作者
Shaojie Qiao,Nan Han,Jiangtao Huang,Yuzhong Peng,Hongguo Cai,Xiao Qin,Zhengyi Lei
摘要
The ride-hailing behaviors of customers are often impacted by various factors including time, geographic distance between locations and weather conditions, causing imbalance between the supply and demand of on-demand ride-hailing dispatch. An effective on-demand ride-hailing dispatching management approach can dispatch idle vehicles and utilize traffic resources more reasonably, increase drivers' income, and improve customers' satisfaction and experience. In order to overcome the disadvantages in on-demand ride-hailing systems, we propose a three-in-one multi-agent reinforcement learning based online algorithm for ride-hailing demand prediction, called ERPM, which can achieve intelligent prediction in an effective and efficient fashion. ERPM tackles the problem that the training phase of traditional reinforcement learning models is difficult to converge due to the high dimensions of input and output data after partitioning the areas that provide platform services into grids, and uses the Actor–Critic strategy to perform on-demand ride-hailing dispatching actions, which are evaluated and optimized to intelligently predict the demand of ride-hailing in the grid areas.

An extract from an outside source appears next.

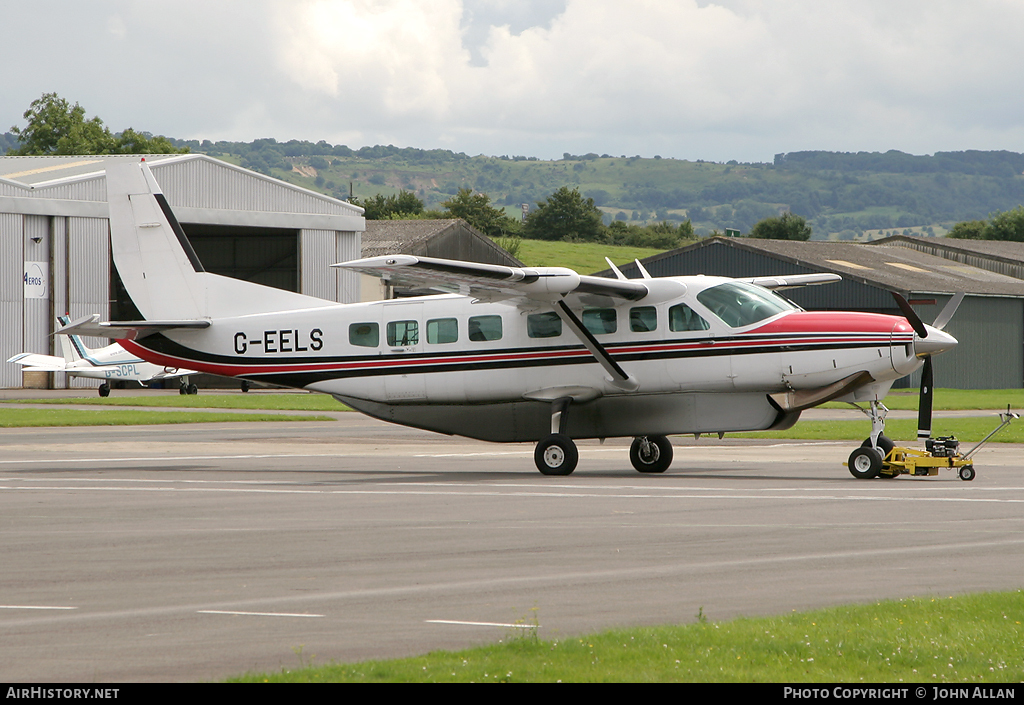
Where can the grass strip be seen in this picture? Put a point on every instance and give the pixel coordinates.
(970, 638)
(16, 418)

In addition, ERPM achieves intelligent parameter update by applying newly designed loss function, learning rate and optimization algorithm, and design an accurate on-demand ride-hailing prediction algorithm on the basis of maximizing the GMV (gross merchandise volume), i.e., the revenues of all on-demand ride-hailing orders served. Compared with traditional machine learning models, the proposed ERPM model is proved to be capable of capturing more complex features of supply and demand from the high dimensions to obtain higher prediction accuracy. Empirical studies are performed on the real Didi Chuxing data, by evaluating the results from extensive experiments, it can be observed that ERPM achieves the highest accuracy of demand prediction on daily GMV and a higher order response rate than the commonly-used famous methods, i.e., for GMV, ERPM outperforms DQN by 9.7% and the Naive model by 14.8%, for the order response rate of ERPM is 1.4% and 4.1% higher than that of DQN and Naive, MAPE (Mean Absolute Percentage Error) of DQN and Naive is 1.61 and 5.94 times higher than that of ERPM, and R2 of ERPM is improved by 8.70% and 64.8% when compared to that of DQN and Naive, respectively.